Yasmim Cardozo

Personal information
- Full name: Yasmim Normanha Cardozo
- Date of birth: 10 October 2008 (age 17)
- Place of birth: Brazil
- Position: Midfielder

Team information
- Current team: Flamengo

Youth career
- 2024-2025: Paris Saint-Germain FC
- Flamengo

Senior career*
- Years: Team / Apps / (Gls)
- 0000–2024: Phranakorn FC
- 2026–: Flamengo / 1 / (0)

International career
- 2024: Brazil U17 / 1 / (0)
- 2026-: Portugal U18 / 2 / (0)

= Yasmim Cardozo =

Portuguese footballer (born 2008)

Yasmim Normanha Cardozo (born 10 October 2008) is a professional footballer who plays as a midfielder for Flamengo. Born in Brazil, she has represented Brazil and Portugal internationally at youth level.

==Early life==
Cardozo was born on 10 October 2008 in Brazil.
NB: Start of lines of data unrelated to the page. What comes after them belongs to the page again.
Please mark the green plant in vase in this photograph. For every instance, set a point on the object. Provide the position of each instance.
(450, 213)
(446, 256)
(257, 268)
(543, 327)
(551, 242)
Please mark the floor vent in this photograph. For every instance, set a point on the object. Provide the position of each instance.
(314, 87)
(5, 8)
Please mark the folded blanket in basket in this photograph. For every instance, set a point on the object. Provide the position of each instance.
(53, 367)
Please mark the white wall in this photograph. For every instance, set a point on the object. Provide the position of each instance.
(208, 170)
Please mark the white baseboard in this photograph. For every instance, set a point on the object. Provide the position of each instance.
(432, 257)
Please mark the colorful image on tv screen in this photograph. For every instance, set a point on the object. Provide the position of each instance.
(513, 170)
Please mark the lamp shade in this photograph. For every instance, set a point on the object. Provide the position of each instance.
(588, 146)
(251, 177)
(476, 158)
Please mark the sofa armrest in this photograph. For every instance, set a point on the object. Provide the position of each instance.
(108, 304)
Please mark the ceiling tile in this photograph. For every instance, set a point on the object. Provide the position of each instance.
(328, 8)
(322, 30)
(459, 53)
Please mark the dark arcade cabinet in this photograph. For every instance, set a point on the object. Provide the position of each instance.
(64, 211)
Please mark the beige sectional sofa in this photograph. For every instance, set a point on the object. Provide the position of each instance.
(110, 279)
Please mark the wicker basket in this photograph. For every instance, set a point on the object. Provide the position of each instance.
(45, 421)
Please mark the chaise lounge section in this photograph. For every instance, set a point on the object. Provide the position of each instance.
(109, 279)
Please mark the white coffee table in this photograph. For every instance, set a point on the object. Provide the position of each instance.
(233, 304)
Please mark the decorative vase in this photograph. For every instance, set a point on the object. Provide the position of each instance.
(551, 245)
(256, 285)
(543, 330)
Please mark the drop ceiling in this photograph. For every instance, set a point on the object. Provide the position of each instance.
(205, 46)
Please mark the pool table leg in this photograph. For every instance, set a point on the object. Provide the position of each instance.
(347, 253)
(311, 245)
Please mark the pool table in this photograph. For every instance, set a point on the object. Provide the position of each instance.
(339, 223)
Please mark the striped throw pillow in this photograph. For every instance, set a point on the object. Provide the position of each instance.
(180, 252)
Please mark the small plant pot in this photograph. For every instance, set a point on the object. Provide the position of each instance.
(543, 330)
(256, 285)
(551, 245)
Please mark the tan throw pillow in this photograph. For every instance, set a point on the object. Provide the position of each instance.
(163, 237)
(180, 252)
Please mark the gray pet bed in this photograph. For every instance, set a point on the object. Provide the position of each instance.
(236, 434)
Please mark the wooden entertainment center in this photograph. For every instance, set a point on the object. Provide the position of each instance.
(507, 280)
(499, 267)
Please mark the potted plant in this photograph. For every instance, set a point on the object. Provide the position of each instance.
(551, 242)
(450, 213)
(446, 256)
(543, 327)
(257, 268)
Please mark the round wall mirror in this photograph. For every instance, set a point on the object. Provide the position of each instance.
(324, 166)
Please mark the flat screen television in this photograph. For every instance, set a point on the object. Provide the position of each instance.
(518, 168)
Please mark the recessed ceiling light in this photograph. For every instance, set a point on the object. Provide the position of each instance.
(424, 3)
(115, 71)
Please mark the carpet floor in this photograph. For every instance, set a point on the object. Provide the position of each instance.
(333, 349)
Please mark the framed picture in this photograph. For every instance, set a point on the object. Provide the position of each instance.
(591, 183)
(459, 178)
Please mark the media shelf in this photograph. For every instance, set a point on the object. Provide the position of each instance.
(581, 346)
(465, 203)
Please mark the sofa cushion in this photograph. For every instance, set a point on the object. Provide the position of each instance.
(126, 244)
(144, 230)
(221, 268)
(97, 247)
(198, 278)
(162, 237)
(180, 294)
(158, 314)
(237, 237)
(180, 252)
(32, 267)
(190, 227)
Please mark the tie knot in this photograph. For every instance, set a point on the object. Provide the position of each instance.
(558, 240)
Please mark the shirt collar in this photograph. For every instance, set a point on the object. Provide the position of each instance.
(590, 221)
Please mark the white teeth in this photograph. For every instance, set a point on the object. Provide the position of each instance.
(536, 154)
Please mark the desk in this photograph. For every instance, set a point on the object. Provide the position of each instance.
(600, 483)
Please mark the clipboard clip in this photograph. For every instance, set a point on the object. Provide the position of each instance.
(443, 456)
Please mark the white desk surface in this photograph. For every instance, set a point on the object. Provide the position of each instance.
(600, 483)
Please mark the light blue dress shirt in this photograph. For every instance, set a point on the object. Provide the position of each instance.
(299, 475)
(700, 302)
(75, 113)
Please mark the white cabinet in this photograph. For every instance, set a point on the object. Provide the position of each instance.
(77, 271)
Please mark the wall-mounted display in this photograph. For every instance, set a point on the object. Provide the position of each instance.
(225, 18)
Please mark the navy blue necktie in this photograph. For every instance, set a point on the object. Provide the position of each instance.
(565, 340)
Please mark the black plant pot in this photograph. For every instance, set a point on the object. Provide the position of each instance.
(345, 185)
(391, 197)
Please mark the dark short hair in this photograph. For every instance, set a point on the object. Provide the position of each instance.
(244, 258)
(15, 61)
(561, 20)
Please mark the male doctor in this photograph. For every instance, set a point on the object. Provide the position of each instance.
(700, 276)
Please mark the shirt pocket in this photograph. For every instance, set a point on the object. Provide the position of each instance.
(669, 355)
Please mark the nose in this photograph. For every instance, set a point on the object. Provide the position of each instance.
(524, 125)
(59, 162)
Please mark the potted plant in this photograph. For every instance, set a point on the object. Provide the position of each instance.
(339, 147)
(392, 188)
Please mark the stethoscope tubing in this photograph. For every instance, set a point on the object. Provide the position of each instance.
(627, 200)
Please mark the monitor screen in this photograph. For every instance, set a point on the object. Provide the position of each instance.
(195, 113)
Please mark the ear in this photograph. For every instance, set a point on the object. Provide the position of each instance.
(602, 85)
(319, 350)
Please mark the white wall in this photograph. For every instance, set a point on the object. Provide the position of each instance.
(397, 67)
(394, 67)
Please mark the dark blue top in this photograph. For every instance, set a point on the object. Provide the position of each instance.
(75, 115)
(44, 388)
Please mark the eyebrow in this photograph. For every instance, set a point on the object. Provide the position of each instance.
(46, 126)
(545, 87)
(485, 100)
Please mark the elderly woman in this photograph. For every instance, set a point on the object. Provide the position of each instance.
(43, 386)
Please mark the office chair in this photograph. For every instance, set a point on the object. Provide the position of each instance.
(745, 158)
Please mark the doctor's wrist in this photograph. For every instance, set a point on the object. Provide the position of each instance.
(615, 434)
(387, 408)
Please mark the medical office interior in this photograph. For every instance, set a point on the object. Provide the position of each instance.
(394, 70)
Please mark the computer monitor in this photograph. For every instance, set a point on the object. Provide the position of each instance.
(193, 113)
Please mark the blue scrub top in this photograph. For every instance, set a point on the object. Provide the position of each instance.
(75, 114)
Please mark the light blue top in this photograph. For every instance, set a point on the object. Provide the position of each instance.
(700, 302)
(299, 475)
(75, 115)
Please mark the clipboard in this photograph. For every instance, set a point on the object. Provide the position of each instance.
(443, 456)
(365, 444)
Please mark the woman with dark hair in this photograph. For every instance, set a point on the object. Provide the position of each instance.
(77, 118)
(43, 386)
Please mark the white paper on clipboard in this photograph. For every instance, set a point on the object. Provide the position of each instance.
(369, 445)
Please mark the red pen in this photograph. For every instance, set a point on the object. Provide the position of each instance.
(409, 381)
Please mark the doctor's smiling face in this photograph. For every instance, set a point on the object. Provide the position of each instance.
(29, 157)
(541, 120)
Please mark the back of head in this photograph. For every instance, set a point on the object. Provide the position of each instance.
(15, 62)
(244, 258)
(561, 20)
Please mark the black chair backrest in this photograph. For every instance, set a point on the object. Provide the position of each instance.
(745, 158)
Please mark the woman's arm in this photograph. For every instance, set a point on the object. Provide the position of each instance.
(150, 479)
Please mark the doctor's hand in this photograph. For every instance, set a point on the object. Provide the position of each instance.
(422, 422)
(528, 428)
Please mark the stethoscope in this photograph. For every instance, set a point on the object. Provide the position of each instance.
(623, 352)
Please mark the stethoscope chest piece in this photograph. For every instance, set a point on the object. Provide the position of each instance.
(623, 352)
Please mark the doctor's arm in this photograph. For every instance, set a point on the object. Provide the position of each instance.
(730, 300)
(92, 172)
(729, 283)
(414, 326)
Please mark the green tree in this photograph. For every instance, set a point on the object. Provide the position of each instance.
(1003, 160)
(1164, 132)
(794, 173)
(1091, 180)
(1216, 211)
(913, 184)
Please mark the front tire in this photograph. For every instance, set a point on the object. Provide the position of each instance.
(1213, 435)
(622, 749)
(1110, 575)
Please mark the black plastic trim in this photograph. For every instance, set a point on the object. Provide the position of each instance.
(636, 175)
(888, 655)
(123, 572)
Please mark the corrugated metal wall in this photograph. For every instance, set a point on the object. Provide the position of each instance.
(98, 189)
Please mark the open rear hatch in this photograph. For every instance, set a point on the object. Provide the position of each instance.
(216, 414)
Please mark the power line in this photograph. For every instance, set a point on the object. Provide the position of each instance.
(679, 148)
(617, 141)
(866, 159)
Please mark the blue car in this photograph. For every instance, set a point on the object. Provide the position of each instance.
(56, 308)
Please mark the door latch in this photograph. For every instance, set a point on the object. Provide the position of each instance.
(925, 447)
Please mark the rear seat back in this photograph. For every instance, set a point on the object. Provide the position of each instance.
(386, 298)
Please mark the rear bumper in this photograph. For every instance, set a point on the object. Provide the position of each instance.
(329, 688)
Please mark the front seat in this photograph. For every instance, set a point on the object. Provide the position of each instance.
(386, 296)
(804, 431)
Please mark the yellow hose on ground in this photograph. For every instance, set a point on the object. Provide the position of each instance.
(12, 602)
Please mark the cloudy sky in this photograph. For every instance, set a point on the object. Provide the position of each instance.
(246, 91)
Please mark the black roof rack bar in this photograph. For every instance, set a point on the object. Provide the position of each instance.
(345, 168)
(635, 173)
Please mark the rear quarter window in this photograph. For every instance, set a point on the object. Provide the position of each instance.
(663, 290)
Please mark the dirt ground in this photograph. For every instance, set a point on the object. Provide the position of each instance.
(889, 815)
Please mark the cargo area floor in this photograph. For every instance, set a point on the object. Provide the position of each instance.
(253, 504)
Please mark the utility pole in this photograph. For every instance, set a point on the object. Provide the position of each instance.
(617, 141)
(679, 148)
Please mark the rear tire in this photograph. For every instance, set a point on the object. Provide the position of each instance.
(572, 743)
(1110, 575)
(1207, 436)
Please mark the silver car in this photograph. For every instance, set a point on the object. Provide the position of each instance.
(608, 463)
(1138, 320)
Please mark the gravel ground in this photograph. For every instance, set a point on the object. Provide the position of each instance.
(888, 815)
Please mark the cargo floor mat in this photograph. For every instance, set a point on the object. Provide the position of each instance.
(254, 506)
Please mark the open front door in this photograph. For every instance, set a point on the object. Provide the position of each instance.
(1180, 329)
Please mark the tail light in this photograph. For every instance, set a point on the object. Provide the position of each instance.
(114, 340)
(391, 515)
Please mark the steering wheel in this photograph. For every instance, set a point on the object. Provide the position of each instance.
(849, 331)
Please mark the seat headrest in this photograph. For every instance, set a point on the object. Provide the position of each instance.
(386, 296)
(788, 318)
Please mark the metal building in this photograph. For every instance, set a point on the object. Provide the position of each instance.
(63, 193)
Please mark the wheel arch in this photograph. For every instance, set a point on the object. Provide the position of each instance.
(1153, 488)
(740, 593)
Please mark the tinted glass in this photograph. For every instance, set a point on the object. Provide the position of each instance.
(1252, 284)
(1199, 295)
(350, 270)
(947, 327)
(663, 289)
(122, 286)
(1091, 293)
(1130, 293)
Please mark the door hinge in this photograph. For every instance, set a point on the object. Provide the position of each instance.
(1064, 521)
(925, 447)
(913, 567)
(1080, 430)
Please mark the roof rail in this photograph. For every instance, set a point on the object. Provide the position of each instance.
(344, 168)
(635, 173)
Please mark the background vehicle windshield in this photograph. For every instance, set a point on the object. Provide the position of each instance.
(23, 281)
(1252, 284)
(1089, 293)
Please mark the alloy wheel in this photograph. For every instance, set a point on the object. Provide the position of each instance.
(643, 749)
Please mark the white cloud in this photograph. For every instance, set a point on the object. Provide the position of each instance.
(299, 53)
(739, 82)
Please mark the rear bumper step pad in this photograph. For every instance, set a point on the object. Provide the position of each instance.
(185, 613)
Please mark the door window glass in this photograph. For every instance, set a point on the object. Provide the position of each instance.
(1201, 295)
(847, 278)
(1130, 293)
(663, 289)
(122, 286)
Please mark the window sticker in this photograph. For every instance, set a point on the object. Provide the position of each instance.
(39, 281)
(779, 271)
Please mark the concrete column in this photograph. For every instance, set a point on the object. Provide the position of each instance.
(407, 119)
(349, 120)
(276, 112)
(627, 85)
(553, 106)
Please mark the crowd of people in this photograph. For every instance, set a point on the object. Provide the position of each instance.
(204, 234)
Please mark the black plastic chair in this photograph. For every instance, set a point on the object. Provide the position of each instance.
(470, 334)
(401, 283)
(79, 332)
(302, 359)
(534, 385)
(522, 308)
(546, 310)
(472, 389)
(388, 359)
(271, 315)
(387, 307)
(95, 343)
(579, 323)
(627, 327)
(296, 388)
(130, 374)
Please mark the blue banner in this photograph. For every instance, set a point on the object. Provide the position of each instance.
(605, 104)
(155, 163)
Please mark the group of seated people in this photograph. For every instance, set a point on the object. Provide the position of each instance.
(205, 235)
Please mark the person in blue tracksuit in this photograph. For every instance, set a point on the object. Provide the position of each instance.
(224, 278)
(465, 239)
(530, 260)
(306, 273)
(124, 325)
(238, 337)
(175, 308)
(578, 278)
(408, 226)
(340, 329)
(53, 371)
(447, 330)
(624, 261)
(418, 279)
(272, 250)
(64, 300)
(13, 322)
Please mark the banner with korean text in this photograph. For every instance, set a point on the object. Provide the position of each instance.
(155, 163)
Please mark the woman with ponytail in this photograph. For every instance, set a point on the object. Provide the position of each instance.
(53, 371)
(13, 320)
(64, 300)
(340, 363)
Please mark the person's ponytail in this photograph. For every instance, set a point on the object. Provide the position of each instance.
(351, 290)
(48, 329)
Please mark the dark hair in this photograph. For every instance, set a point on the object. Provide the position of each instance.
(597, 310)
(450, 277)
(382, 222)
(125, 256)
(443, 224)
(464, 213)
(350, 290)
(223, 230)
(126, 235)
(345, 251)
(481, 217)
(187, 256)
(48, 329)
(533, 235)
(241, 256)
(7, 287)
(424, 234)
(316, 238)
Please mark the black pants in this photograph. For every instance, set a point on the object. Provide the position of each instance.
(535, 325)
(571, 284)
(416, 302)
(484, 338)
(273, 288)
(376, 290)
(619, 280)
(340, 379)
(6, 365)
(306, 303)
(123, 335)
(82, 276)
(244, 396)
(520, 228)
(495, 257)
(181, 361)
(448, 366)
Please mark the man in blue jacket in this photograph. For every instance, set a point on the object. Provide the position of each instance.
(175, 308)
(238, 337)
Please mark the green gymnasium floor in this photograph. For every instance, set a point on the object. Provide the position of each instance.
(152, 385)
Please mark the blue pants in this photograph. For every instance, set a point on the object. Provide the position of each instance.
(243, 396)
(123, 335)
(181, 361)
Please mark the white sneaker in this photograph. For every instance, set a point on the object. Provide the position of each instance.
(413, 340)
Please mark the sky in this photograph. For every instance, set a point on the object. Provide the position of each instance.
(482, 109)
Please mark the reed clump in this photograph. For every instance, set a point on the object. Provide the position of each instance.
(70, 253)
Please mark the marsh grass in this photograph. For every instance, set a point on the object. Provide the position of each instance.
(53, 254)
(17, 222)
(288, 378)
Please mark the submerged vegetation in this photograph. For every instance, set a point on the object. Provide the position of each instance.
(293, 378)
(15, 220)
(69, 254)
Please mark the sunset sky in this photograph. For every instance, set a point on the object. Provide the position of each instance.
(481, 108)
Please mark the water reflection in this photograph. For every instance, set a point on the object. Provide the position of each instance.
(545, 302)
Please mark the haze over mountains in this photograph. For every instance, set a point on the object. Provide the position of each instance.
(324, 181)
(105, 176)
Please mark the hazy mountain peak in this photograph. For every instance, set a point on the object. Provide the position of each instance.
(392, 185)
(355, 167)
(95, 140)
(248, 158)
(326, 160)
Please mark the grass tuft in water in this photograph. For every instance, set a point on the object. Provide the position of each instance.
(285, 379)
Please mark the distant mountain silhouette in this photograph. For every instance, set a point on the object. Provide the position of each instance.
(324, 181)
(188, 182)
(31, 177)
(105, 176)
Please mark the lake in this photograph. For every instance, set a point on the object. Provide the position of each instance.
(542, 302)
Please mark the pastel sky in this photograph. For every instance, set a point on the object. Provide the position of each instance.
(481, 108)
The daughter of Brazilian footballer Douglas Rodrigues, she is the twin sister of Brazilian footballer Maycon Cardozo.

==Club career==
Cardozo started her career with Thai side Phranakorn FC. Following her stint there, she joined the youth academy of Brazilian side Flamengo and was promoted to the club's senior team in 2026.

==Style of play==
Cardozo plays as a midfielder. Right-footed, she has received comparisons to Brazil international Formiga.

==International career==
Yasmim Cardozo represented Brazil at under-17 level.
She was selected for the 2024 FIFA U-17 Women's World Cup, but was replaced after sustaining an injury in training. She was playing for Paris Saint-Germain FC.

She then represented Portugal at the under-18 level in 2026 against Sweden, where she played two matches. In May 2026, she was called up again to the U18 team for two.